Doch steckt die Wahrheit nicht eher in Schmitts Aufnahmen als in jenen der Becherschule? Der Frankfurter Schriftsteller Martin Mosebach veröffentlichte jüngst eine wütende Abrechnung mit allem, was nach 1910 gebaut wurde unter dem Titel: „Und wir nennen diesen Schrott auch noch schön.“ Könnte dieser Titel nicht auch über Arne Schmitts Fotosammlung stehen? Stattdessen aber trägt der Katalog den seltsam sperrigen Titel „Wenn Gesinnung Form wird“. Das Wort „Gesinnung“ klingt im Deutschen seltsam altmodisch und in heutigen Ohren nach dem Sprachgebrauch im Nationalsozialismus. Schmitt gibt im Pressetext zur Ausstellung einen Hinweis, wie das zu verstehen ist: Die Nachkriegsarchitektur ist (zu großen Teilen) das Werk einer bereits in der Nazizeit erfolgreichen technokratischen Planer-Elite, die nach 1945 weitgehend ungehindert (und unreflektiert) die unter Albert Speer entwickelten Prinzipien einer aufgelockerten und autogerechten Stadt umsetzen konnte. „Die Hitlers und Himmlers mögen wir loswerden, aber die Speers werden lange mit uns sein“ zitiert Schmitt eine britische Zeitung.

Ist diese deutsche Nachkriegsarchitektur also doppelt gebrandmarkt: Von der mangelnden Akzeptanz in heutiger Zeit sowie dadurch, dass es (zumeist) keine besonders leidenschaftlichen Demokraten waren, die sie gebaut haben?

Was für eine Haltung, was für eine Gesinnung also ist es, die den jungen Fotografen seinerseits veranlasst hat, eine Reise zu einigen der schauerlichsten Orte West-Deutschlands zu unternehmen? Ist er nicht allzu gnadenlos, wenn er hier das Bild einreißt, das in anderen Publikationen in Farbe und aufwändiger Fototechnik als neuer Kanon gefestigt wird, statt Aufbruch, Großzügigkeit, Eleganz also nur Verfall und Vernachlässigung dokumentiert?

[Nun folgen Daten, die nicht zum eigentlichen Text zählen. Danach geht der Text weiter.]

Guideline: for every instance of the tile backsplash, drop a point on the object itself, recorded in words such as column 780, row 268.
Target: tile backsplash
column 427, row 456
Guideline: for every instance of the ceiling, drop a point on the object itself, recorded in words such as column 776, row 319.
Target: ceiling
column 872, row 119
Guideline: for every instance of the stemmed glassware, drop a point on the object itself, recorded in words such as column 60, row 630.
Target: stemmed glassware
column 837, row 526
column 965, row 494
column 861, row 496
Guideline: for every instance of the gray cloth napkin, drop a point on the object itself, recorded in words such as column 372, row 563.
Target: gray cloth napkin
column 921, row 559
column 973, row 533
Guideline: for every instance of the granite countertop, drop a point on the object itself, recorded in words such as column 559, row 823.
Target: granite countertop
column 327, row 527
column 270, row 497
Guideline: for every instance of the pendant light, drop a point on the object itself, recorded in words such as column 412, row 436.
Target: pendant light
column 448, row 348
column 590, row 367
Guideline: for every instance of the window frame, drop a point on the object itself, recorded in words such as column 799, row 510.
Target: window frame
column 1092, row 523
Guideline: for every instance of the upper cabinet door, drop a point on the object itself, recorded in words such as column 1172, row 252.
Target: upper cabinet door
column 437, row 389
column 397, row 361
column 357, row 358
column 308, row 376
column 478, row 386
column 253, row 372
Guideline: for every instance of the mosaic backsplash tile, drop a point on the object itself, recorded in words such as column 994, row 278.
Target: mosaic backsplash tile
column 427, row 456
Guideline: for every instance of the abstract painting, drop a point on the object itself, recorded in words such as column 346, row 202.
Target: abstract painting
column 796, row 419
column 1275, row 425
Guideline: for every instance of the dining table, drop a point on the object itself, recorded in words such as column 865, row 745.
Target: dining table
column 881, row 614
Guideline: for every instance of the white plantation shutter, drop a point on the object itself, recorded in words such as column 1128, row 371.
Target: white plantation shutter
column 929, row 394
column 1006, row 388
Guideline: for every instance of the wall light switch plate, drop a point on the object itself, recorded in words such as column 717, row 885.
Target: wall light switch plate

Man sollte nicht dazu übergehen, Schmitts Projekt als einen weiteren, notwendigen Schritt zur Entdeckung einer „ungeliebten Epoche“ rhetorisch in die Arme zu schließen. Ja, das Buch ist ein Dokument totaler Trostlosigkeit. Nein, diese Orte sind nicht cool oder, grusel-grusel, so schlecht, dass sie irgendwie schon wieder gut sind. Es ist oft einfach grausam, was in der Nachkriegszeit vielerorts den Städten und deren Bewohnern angetan wurde. Oft, aber natürlich nicht immer. Und es stimmt, dass man es mit dem rückblickend zugeschriebenen Aufbruchspathos nicht zu sehr übertreiben sollte, weil viele Pläne vor Kriegsende längst fertig und also noch für eine ganz andere Gesellschaftsordnung gedacht waren.

Aber es kommt ja noch viel schlimmer. Wenn wir nicht trotzdem dafür kämpfen, das eine oder andere architektonische Scheusal umzubauen, und sei es nur, weil der Abriss ökologisch eine Sauerei wäre, dann kriegen wir mit großer Sicherheit stattdessen eine glattgestriegelte Null-Architektur, die eines garantiert nicht hat: Charakter, über den es sich in 40, 50 Jahren noch zu streiten lohnt.

Aber vielleicht sollten wir die Hoffnung doch nicht ganz aufgeben, dass heute auch anders gebaut werden kann, manchmal sogar mit Charakter oder wenigstens mit jener robusten Unauffälligkeit, die den notwendigen Grauwert jeder Stadt bildet. Hinfort also, ganz unsentimental und ohne Tabu mit vielem (aber nicht allem), was in Schmitt Buch versammelt ist. Was irgendwann weg sein wird, ist wenigstens im Bild festgehalten. Kommende Generationen werden über unsentimentale Fotobestände wie jenen von Arne Schmitt mehr über den Alltag unserer Epoche lernen als aus unzähligen Denkmalgutachten. (Oliver Elser, Frankfurt)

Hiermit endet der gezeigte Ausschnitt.